Whales in Cubicles’ debut offering ‘Death In The Evening’ is sure to be something of a head turner. They’re either on track to become the acceptable face of commercial rock, or the commercial face of indie rock, and I can’t quite tell which side they fall furthest on. Previous comparisons to Pavement and Pixies still stand; echoes of ‘Gouge Away’ can be heard on ‘I Knew It’ and ‘Golden Medal’ wouldn’t sound far out of place mixed in with Pavement’s ‘Slanted and Enchanted’ album.
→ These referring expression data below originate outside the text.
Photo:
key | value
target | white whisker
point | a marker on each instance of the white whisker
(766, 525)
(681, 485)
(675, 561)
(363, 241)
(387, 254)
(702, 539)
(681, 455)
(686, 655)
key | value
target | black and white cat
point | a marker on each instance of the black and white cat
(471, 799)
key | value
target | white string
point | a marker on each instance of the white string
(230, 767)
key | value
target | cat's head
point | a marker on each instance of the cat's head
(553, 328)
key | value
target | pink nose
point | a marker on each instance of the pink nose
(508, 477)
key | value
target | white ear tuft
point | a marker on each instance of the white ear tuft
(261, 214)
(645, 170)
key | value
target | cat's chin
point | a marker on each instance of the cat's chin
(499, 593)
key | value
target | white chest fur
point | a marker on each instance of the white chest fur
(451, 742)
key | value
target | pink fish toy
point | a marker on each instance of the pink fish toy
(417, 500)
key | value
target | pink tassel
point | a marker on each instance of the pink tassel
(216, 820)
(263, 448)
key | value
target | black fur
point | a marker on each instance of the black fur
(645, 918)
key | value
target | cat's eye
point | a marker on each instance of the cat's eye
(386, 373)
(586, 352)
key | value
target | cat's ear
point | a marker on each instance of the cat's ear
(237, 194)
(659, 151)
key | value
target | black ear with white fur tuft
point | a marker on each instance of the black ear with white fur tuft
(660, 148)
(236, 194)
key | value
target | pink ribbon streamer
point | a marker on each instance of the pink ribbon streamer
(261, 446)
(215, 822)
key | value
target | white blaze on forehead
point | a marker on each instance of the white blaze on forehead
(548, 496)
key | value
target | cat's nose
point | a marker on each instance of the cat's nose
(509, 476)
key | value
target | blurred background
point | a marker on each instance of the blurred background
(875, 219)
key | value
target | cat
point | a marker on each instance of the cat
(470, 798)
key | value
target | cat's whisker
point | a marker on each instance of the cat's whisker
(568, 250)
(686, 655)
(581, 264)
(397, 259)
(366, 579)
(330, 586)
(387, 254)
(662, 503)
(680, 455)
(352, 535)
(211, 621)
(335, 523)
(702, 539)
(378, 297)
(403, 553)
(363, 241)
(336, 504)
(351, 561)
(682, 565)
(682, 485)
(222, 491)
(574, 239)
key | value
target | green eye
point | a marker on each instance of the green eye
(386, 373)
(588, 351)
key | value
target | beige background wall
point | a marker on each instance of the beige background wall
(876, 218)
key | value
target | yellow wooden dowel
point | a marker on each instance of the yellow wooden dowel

Besides that, however, the production quality brings to mind some of American Indie’s ‘shinier’ bands (think Death Cab for Cutie, maybe even Jimmy Eat World), and this really gives their sound a commercial edge that sets them apart from their grittier London peers.
On the whole, it’s a very American sound. I mean, halfway through the album there’s a track that sounds made for listening to while driving through Arizona in an old open-top Chevy. It’s title? ‘Across America’. Lyrical content? You guessed it. This isn’t so much a criticism, because it’s a sound that they are clearly comfortable with and this album showcases just how accomplished they are in that area of music.
They don’t seem to be restricted by the sound-world they exist in either, as evidenced by how diverse the three singles (so far) from this album are; ‘We Never Win’ has a rushed desperation to it, driven from start to finish by the off kilter snare-based beat. ‘Disappear’ almost strays into punk-pop territory (à la Lemuria), underscored by a jaunty acoustic guitar. ‘Nowhere Flag’ is back into Pavement-land, complete with ‘oo-oo-ooh’ vocals and a tailor-made ‘indie floorfiller’ beat.
Analysis aside, it’s quite an exciting album. It feels like commercial rock with sweeteners instead of sugar, all the fun and none of the indie guilt. It’s immediate, eminently listenable and, while like any album it has its lulls (In future I might skip past ‘Wax and Feathers’), it has a fantastic killer-to-filler ratio. Would recommend.